His system of drawing was of his own invention. Over the picture to be copied he would paste a great sheet of paper, ruling off the same into spaces of about an inch square. He would cut out one of these squares and Vandover would copy the portion of the picture thus disclosed. When he had copied the whole picture in this fashion the teacher would go over it himself, retouching it here and there, labouring to obviate the checker-board effect which the process invariably produced.
At other times Vandover copied into his sketch-book, with hard crayons, those lithographed studies on buff paper which are published by the firm in Berlin. He began with ladders, wheel-barrows and water barrels, working up in course of time to rustic buildings set in a bit of landscape; stone bridges and rural mills, overhung by some sort of linden tree, with ends of broken fences in a corner of the foreground to complete the composition. From these he went on to bunches of grapes, vases of fruit and at length to more “Ideal heads.” The climax was reached with a life-sized Head, crowned with honeysuckles and entitled "Flora." He was three weeks upon it. It was an achievement, a veritable chef-d’oeuvre. Vandover gave it to his father upon Christmas morning, having signed his name to it with a great ornamental flourish. The Old Gentleman was astounded, the housekeeper was called in and exclaimed over it, raising her hands to Heaven. Vandover’s father gave him a five-dollar gold-piece, fresh from the mint, had the picture framed in gilt and hung it up in his smoking-room over the clock.
Never for a moment did the Old Gentleman oppose Vandover’s wish to become an artist and it was he himself who first spoke about Paris to the young man. Vandover was delighted; the Latin Quarter became his dream. Between the two it was arranged that he should go over as soon as he had finished his course at the High School. The Old Gentleman was to take him across, returning only when he was well established in some suitable studio.
At length Vandover graduated, and within three weeks of that event was on his way to Europe with his father. He never got farther than Boston.

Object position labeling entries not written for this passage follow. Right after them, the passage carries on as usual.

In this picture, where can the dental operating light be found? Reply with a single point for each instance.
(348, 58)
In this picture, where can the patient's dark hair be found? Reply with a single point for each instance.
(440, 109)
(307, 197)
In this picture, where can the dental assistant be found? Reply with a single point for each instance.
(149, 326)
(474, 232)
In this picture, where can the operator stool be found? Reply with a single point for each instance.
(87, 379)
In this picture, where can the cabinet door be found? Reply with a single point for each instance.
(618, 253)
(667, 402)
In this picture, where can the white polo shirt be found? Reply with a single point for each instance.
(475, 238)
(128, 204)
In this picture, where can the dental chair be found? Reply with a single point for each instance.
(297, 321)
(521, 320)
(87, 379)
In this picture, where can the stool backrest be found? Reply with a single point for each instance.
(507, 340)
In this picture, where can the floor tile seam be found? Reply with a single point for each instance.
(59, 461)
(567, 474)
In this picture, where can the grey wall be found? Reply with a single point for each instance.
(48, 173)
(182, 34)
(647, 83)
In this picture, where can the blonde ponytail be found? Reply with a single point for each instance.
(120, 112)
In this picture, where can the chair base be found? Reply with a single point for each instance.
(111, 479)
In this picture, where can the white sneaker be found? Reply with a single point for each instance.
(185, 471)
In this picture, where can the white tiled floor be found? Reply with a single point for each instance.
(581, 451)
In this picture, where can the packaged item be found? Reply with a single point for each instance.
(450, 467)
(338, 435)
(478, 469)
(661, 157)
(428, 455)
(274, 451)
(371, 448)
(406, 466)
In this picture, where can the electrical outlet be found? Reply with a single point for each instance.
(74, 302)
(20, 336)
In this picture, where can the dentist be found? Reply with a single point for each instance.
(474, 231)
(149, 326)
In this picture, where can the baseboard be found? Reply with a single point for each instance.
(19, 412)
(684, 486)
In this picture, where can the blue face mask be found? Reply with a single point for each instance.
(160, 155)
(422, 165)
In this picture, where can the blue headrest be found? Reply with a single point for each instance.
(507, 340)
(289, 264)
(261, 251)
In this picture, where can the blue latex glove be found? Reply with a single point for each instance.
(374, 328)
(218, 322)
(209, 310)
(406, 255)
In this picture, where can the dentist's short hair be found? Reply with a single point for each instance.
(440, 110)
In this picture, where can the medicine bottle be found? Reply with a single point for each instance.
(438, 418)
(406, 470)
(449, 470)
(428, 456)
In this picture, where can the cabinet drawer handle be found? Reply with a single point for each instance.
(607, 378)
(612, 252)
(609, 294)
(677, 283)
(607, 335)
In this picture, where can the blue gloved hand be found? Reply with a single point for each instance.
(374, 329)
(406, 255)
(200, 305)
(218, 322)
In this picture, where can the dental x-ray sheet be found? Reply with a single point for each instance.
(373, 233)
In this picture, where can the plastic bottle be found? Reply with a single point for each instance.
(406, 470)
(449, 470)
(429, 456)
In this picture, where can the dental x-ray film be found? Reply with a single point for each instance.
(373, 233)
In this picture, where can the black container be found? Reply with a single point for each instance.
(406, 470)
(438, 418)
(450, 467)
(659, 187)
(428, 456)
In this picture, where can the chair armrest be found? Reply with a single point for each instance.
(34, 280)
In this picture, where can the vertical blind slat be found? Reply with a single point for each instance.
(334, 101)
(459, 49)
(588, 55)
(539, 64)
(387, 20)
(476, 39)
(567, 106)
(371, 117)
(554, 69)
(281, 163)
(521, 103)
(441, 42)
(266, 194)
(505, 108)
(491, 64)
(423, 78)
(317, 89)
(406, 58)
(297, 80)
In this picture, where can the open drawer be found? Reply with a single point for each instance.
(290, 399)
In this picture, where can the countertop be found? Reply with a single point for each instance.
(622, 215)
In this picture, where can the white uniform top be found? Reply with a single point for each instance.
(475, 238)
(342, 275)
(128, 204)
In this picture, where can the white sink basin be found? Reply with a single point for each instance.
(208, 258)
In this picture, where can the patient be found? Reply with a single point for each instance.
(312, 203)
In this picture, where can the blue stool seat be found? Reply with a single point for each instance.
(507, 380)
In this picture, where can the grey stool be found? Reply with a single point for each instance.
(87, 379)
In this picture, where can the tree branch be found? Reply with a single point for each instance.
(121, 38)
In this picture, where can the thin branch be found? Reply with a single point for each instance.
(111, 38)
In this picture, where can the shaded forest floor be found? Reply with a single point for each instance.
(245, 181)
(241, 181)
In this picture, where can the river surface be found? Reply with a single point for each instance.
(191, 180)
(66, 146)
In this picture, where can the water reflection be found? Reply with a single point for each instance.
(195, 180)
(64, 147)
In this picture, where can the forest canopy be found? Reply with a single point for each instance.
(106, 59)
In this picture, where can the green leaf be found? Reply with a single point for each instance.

At the last moment the Old Gentleman wavered. Vandover was still very young and would be entirely alone in Paris, ignorant of the language, exposed to every temptation. Besides this, his education would stop where it was. Somehow he could not make it seem right to him to cut the young man adrift in this fashion. On the other hand, the Old Gentleman had a great many old-time friends and business acquaintances in Boston who could be trusted with a nominal supervision of his son for four years. He had no college education himself, but in some vague way he felt convinced that Vandover would be a better artist for a four years’ course at Harvard.
Vandover took his father’s decision hardly. He had never thought of being a college-man and nothing in that life appealed to him. He urged upon his father the loss of time that the course would entail, but his father met this objection by offering to pay for any artistic tuition that would not interfere with the regular college work.